Beginning in fiscal year 2010, grants will be awarded for evidence-based, community-based prevention and wellness programs—with preference given to areas designated as rural or frontier, of which Kansas has many. Also in 2010, qualified health plans must cover, at no cost to patients, preventive services as deemed appropriate by the U.S. Preventive Services Task Force, as well as recommended vaccinations, preventive care for infants, children and adolescents, and additional preventive care and screening for women.
In 2011, grants will be available for employers to develop employee wellness initiatives. In 2014, employers will be able to provide premium discounts and other monetary awards for participation in a wellness program, and, that same year, 10 states will be selected to implement pilot wellness programs in their individual insurance markets.
The new law requires that the nutritional value of food sold in chain restaurants and from vending machines must be displayed, either on menus or on the machines themselves.

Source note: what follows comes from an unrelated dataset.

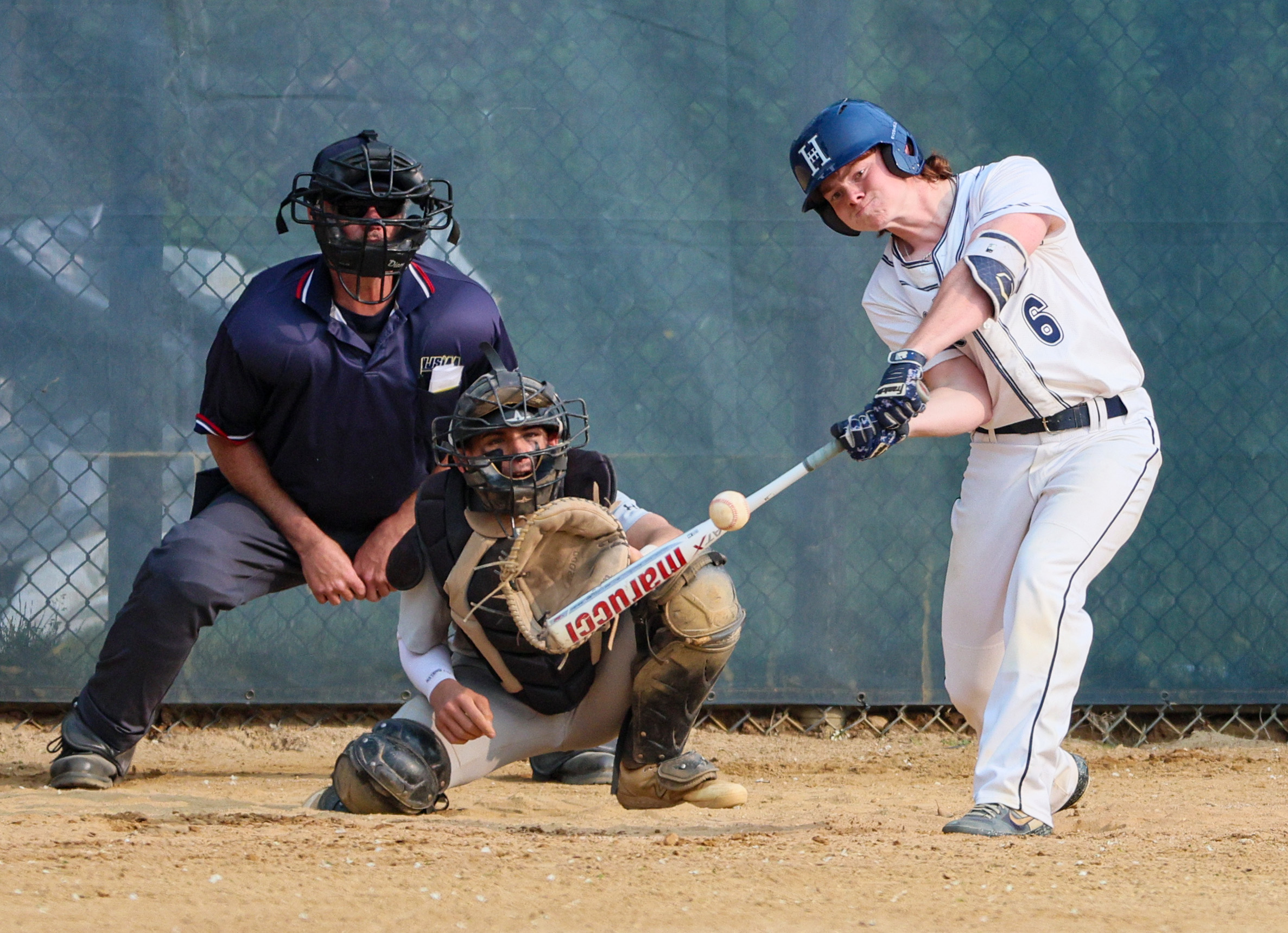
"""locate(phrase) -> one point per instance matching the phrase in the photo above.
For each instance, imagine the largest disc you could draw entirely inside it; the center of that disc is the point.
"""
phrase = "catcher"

The labeling regulations are set to be released within one year of enactment of the bill.
The law also increases funding for graduate medical education and will add more slots for residency programs, particularly in primary care programs. Providers will also be able to take advantage of incentives for primary care services. Primary care Medicaid providers, for instance, will be reimbursed at 100 percent of Medicare reimbursement rates in years 2013 and 2014.
Safety-net clinics will also benefit from the new legislation. The federal government has added $11 billion in funding for Federally Qualified Health Centers (FQHCs). Federal workforce grants and other measures will take effect to shore up a lagging health care workforce. The rural health workforce in Kansas is of particular concern because of the number of counties considered “rural” and “frontier.”
State and private stakeholders will need to stay informed of and be ready to apply for grant and funding opportunities as they become available.